On our final morning there, the pop-up cafe in the Education Centre’s classroom was in full swing. Gabriel, having acquired impressive barista skills after some top training, hustles alongside Jono to provide cappuccinos to the growing crowd of Chitengo Camp employees. Scientists, farmers, game rangers, researchers, the team from Montebelo Lodge. Cuth and Emilia lead the group in a cupping to taste the different processing methods that have been implemented on this first harvest so that everyone can taste the difference and experience the fruits of the labour of the Coffee Project Team. A community gathered together to taste coffee from the farmers of Mount Gorongosa. A more joyful group of people would be difficult to find. The energy in the room was ecstatic. How did this make Emilia feel?
“I’m so happy! I’ve learnt so much in the past few days about tasting our coffees and roasting them. We don’t produce this coffee just to sell it, we do it to help the community and to give the people of Gorongosa mountain a sustainable way to grow strong.”
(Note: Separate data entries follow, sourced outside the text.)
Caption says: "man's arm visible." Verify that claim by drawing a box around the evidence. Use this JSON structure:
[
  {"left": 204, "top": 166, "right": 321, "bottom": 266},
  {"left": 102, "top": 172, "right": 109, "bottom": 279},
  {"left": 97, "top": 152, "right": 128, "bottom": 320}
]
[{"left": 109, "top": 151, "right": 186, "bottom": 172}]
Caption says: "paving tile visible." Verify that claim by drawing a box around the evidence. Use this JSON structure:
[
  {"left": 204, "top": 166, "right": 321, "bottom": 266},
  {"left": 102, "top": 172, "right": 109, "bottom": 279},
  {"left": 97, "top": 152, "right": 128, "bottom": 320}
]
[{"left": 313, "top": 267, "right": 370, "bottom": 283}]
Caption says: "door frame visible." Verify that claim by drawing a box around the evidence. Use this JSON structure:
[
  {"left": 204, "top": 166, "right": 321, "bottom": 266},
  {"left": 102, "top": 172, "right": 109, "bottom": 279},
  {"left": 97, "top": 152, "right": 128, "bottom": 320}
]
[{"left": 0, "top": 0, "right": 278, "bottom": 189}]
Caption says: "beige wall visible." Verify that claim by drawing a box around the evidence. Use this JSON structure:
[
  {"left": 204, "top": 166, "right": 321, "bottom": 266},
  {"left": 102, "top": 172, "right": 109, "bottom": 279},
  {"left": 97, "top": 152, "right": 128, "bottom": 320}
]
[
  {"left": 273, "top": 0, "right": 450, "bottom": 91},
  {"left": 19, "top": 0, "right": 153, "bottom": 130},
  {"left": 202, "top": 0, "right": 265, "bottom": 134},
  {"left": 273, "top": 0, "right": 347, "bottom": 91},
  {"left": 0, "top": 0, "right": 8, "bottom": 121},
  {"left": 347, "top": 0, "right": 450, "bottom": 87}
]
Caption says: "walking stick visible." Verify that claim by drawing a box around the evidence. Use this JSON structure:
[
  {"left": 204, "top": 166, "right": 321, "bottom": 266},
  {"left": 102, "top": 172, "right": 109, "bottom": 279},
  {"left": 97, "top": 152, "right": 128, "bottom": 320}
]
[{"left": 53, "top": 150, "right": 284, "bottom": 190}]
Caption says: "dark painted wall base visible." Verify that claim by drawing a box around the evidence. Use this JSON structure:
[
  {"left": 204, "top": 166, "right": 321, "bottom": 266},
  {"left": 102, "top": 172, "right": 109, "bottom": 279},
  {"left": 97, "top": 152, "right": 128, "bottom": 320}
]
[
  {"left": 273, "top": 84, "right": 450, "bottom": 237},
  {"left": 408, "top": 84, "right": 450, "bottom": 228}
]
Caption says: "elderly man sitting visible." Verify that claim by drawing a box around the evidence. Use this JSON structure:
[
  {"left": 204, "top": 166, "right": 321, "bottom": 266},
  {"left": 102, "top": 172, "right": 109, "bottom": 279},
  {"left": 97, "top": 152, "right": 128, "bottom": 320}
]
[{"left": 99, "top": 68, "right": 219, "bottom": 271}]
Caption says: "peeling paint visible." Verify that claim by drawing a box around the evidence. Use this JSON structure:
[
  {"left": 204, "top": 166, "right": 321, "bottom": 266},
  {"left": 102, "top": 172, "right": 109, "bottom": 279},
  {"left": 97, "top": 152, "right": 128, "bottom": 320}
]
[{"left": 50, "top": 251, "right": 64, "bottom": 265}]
In today’s coffee economy a story is essential to engaging green buyers and end consumers and the transformation of this region reads like an adventure novel of epic proportions. Coffee is a long term investment, so the big question at the end of the first major harvest was, does it taste good? What did they taste like?
Hope. Freedom. Prosperity.
But also, mangoes and pineapples and the sweetness of honey.
The coffee tasted like Gorongosa, an embodiment of the bountiful land in which the cherries were grown. We are so excited to taste these coffees as they mature.